Videotaping a lesson or experiment has numerous benefits for students and teachers.
Want to drive a lesson home while making sure your class is the highlight of a student’s day? All you have to do is start the period by announcing: “Today, you are going to be a movie star.” I’ve learned that having students make a movie while they work through a lesson prevents them from overthinking the mechanics of the experiment and helps reinforce the lesson’s real goal. The hands-on nature of creating a video also ensures that students remember this lesson well past the date of their next test.
My class uses the Fujitsu LifeBook U810 convertible mini-notebook to capture video on lessons that range from science experiments to simple demonstrations. Students then share their work with peers, in or outside the classroom. The experiments that can be recorded range from a simple paper-tower project to a more sophisticated electrical quiz board.
In the paper-tower project, students have a limited amount of newspaper (two sheets) and tape (12 inches) to create the tallest free-standing structure possible. It is a good lesson on trial-and-error, and facilitates working with partners. In the quiz board project, students take holiday lights, batteries and an old shoebox to create simple and parallel circuits. The quiz boards are designed to light up if they correctly answer quiz questions, and stay dark if they answer incorrectly. Have the students record the experiment (or project) while they explain the significance of each step along the way.

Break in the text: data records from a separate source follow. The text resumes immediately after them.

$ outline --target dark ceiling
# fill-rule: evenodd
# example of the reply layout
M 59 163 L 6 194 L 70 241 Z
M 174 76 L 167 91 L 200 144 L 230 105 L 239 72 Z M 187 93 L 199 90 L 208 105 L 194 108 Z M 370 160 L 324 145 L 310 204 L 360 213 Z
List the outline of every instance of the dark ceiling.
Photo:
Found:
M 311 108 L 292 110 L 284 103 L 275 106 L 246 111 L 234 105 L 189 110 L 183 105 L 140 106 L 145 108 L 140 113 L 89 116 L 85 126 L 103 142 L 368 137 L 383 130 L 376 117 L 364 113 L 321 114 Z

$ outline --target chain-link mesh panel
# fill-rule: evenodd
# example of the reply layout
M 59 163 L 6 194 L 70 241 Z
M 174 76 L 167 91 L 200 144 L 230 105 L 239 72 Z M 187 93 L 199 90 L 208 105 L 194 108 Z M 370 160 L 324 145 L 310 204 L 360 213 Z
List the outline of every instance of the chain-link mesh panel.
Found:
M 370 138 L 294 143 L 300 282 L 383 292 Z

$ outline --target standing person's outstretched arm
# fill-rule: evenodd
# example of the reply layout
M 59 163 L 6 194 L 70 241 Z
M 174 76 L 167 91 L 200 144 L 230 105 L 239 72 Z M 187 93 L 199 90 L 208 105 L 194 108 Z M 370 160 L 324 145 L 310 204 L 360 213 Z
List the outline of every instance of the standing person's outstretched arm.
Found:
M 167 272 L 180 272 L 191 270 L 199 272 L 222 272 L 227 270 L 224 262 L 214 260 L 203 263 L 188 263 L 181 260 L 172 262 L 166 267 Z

After careful preparation and some rehearsal, the student is ready to record. They should find a nice, quiet spot (usually the hallway) that is well lit, set the mini on a secure surface, microphone in hand, and push record. If the recording is a re-enactment of an experiment and involves moving the position of the camera, then a second or third person may be required. Not only does recording and presenting strengthen students’ knowledge of the subject and objective, it builds speaking skills and confidence. In addition, it allows a successful lesson to be shared with other teachers, students and even parents. Absent students can catch up on what they missed by viewing the videos.
This lesson was designed for a middle school science class, but could be modified to suit any subject or grade level.
This project addresses these National Educational Technology Standards for students
- Students use technology tools to enhance learning, increase productivity and promote creativity.
- Students demonstrate a sound understanding of technology concepts, systems and operations.
- Students apply digital tools to gather, evaluate and use information.
This lesson also addresses the Ohio Academic Content Standards for Science:
- Describe and illustrate the design process.
- Revise an existing design used to solve a problem based on peer review.
- Evaluate observations and measurements made by other people and identify reasons for any discrepancies.
- Use evidence and observations to explain and communicate the results of investigations.
- Explain why the results of an experiment are sometimes different.
A mini-computer with video-editing software; a TV that will play digital video from a computer; an interactive whiteboard; microphones; and a quiet area.
This lesson can be used as an extension of any demonstration or laboratory experiment. Grading of the lesson will differ based on the particular experiment, but it should focus more on the lesson learned than the students’ ability to master the technology.
- First, familiarize students with the video capabilities of the computer.
- Review basic filming techniques:
a. Keep the video camera still.
b. Direct people to talk into the microphone.
c. Ensure there is proper lighting.
- Prepare guiding questions that need to be addressed during the video that relate to the experiment.